Input: EU rejects German call to boycott British lamb . Output: {"person":
[], "organization": ["EU"], "location": [], "miscellaneous": ["German",
"British"]}Now, complete the task.Input: Fischler proposed EU-wide measures after reports from Britain and France that under laboratory conditions sheep could contract Bovine Spongiform Encephalopathy ( BSE ) -- mad cow disease . Output:"""# Specify the shared endpoint by name
lorax_client = pb.deployments.client("llama-3-1-8b-instruct")
print(lorax_client.generate(prompt, adapter_id = "conllpp-demo/1", max_new_tokens=100).generated_text)

Private Serverless Deployments

You can create a private deployment with a few lines of code:

pb.deployments.create(
   name="llama-3-1-8b-instruct-conllpp",
   config=DeploymentConfig(
       base_model="llama-3-1-8b-instruct",
       # cooldown_time=3600, # Value in seconds, defaults to 3600 (1hr)
       min_replicas=0,  # Auto-scales to 0 replicas when not in use
       max_replicas=1
   )
   # description="", # Optional
)

And generate inference the same way as shared endpoints with replacing lorax_client with the deployment name:

# Grab deployment
lorax_client = pb.deployments.client("llama-3-1-8b-instruct-conllpp", force_bare_client=True)

# Warmup Deployment
generated_text = lorax_client.generate(prompt, adapter_id = "conllpp-demo/1", max_new_tokens=128, temperature=1).generated_text
generated_text

Turbo LoRA

Turbo LoRA is a proprietary fine-tuning method that combines LoRA for quality and speculative decoding for speed, achieving up to 3.5x faster inference for single requests and up to 2x for high-query-batch workloads.

During the workshop, we’ll walk you through a real demo on this use case to compare LoRA and Turbo LoRA in terms of latency and model performance.
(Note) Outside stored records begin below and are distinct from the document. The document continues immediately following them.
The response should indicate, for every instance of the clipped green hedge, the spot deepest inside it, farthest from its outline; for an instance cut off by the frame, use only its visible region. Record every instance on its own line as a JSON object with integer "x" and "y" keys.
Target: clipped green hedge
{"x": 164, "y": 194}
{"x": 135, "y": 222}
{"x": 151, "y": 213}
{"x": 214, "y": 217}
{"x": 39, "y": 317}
You’ll be able to train a turbo LoRA very easily and observe the performance improvements while maintaining the original LoRA quality.

Please join me at my ODSC workshop on Jan 15th for a deeper dive on turbo LoRA, as well as a few other innovative features of Predibase’s next-gen inference engine that collectively enhance the deployment of SLMs.

About the Authors/AI Builders Summit Speakers

Chloe is a Machine Learning Solutions Architect at Predibase with deep expertise in developing business-focused LLM solutions. She previously worked as a senior data scientist at Deloitte and Accenture. Chloe is passionate about making small language models accessible to businesses for their specific use cases. She holds a master’s degree in CS that focused on ML from UC Berkeley.

Devvret is the CEO and Cofounder of Predibase. Prior he was an ML product leader at Google working across products like Firebase, Google Research, and the Google Assistant as well as Vertex AI. While there, Dev was also the first product lead for Kaggle — a data science and machine learning community with over 8 million users worldwide. Dev’s academic background is in computer science and statistics, and he holds a master’s in computer science from Harvard University focused on ML.